What is it?
It's an electric station wagon, which to many people will sound incredibly dull and uninspiring. But it might be the best car Porsche builds that doesn't include the numbers 9,1 and 1.
The Taycan Turbo Cross Turismo may be a mouthful to say but it's an astonishing car to drive. As we've experienced previously with the Taycan four-door, the German brand was clearly determined to ensure its first electric vehicle was seen as a true performance car rather than purely an ‘eco-warrior' with a singular focus on efficiency.
It would also be easy to dismiss the Cross Turismo as a stop-gap measure before Porsche can launch its first electric SUV (the Macan, which is reportedly delayed by software development), but that under-sells what a stylish and sporty wagon it is.
Does it have any racing pedigree?
Porsche has a connection to motorsport matched by few of its rivals and that carries over into the electric world. The brand began making crucial learnings about electric vehicles, batteries and thermal management during its successful 919 Hybrid Le Mans prototype program, then continued to learn more with a move to the all-electric Formula E series.
What's under the bonnet?
While it may not have an actual turbocharger, the Taycan Turbo Cross Turismo still packs a hefty punch from its dual-electric motors. It pumps out a very healthy 460kW of power (with up to 500kW available for short bursts on overboost) and 850Nm of torque.
That's enough for this station wagon to launch from 0-100km/h in just 3.3 seconds and keep going all the way to 250km/h.
More than just that initial acceleration though, the thing that impresses with the Taycan is its ability to build immense speed at a moment's notice. Whenever you press down hard on the right pedal the Cross Turismo leaps forward without hesitation and can do it repeatedly and with ease thanks to the near-instant torque offered up by electric motors.
For those still worried about range anxiety they needn't be too concerned with the Taycan Turbo's battery providing up to 472km of range, which should fit the typical needs of most drivers. If you need to cover vast distances in a very short amount of time you should probably be looking for a diesel-powered car, but if you want performance and enough capacity to drive around town or a respectable weekend country blast, the Taycan Turbo Cross Turismo is up to the task.
How does it handle?
Porsche opted to create the Cross Turismo as a slightly higher-riding alternative to the Taycan four-door. While hardly an SUV, it does crossover into that territory but it still offers the handling of a performance sedan.
Thanks to its standard fit air suspension it offers up 148mm of ground clearance in its normal setting but can raise itself by 30mm to deal with any light off-road duties. But it also lowers the car at speed for better aerodynamics and handling.

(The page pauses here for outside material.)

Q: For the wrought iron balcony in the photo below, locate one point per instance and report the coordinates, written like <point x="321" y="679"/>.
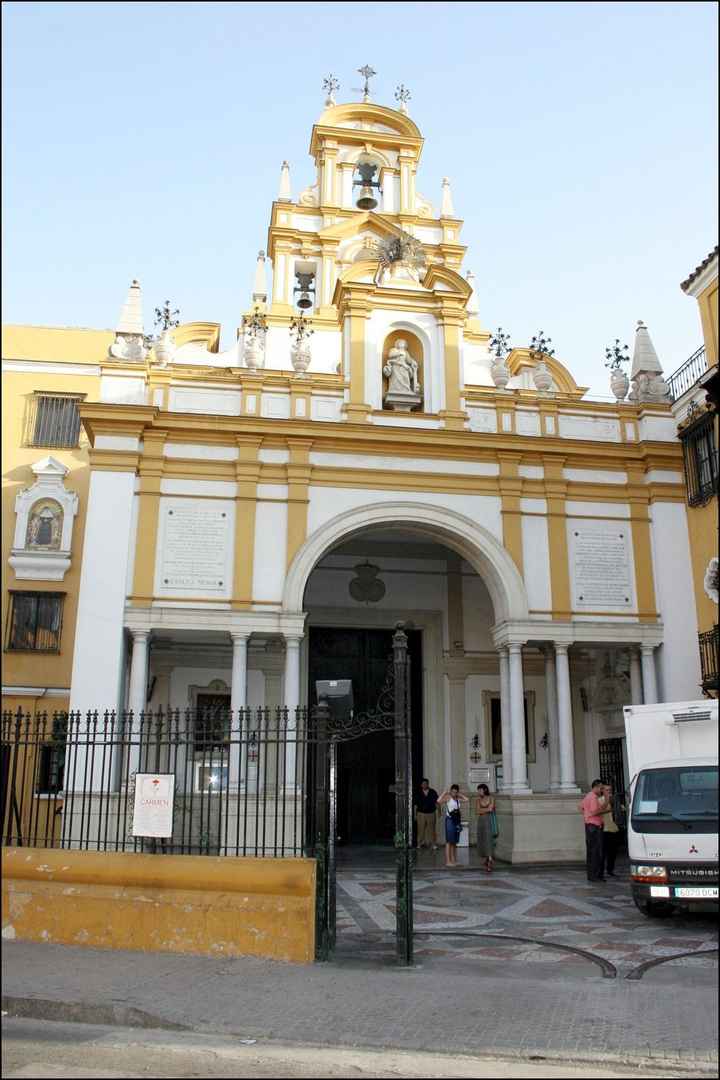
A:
<point x="688" y="374"/>
<point x="709" y="645"/>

The real key to the Taycan Cross Turismo is that it wears a Porsche badge and that means there's an expectation when it comes to dynamic capabilities. As such the engineers have ensured it has direct and responsive steering, a firm but compliant ride and excellent stopping power.
Where would you most like to drive it?
Porsche's version of ‘light duty off-road' driving are loose gravel and muddy roads and while the Taycan Turbo Cross Turismo could handle that, the real appeal is on a sealed stretch of open road. It may be an electric station wagon but the Porsche DNA means it's a trilling and engaging car to drive.
What's the interior like?
Like any member of the current Porsche line-up the Taycan cabin is a study in modern performance car design. Contemporary (with a digital instrument panel) but still unmistakably a Porsche (the steering wheel and other switchgear all look ‘on brand').
The catch with the Taycan in general but the Cross Turismo specifically is that this is actually designed to be the brand's more compact sedan/wagon model, sitting beneath the bigger Panamera.
As such the interior space cannot be called overly-generous, with limited knee room in the back seats, while the boot is a relatively modest 405-litres.
How much does the Porsche Taycan Turbo Cross Turismo cost?
The Turbo is the range-topping model in the Cross Turismo line-up (while the sedan gets the more powerful, more expensive Tayca Turbo S) and has a starting price of $283,000 (plus on-road costs). That's less than a $3000 premium over the Taycan Turbo sedan, so you're not being charged significantly more for the extra ride height and space the wagon-style body brings.
Would I buy one?
If I had the money I'd love to make the Taycan Turbo Cross Turismo my daily driver. The lack of rear space isn't ideal but its blend of effortless power and stylish design make it deeply appealing. As does the idea of never having to visit a petrol station again and simply re-charging in my driveway whenever I need, without giving up anything in the way of Porsche's expected performance and handling.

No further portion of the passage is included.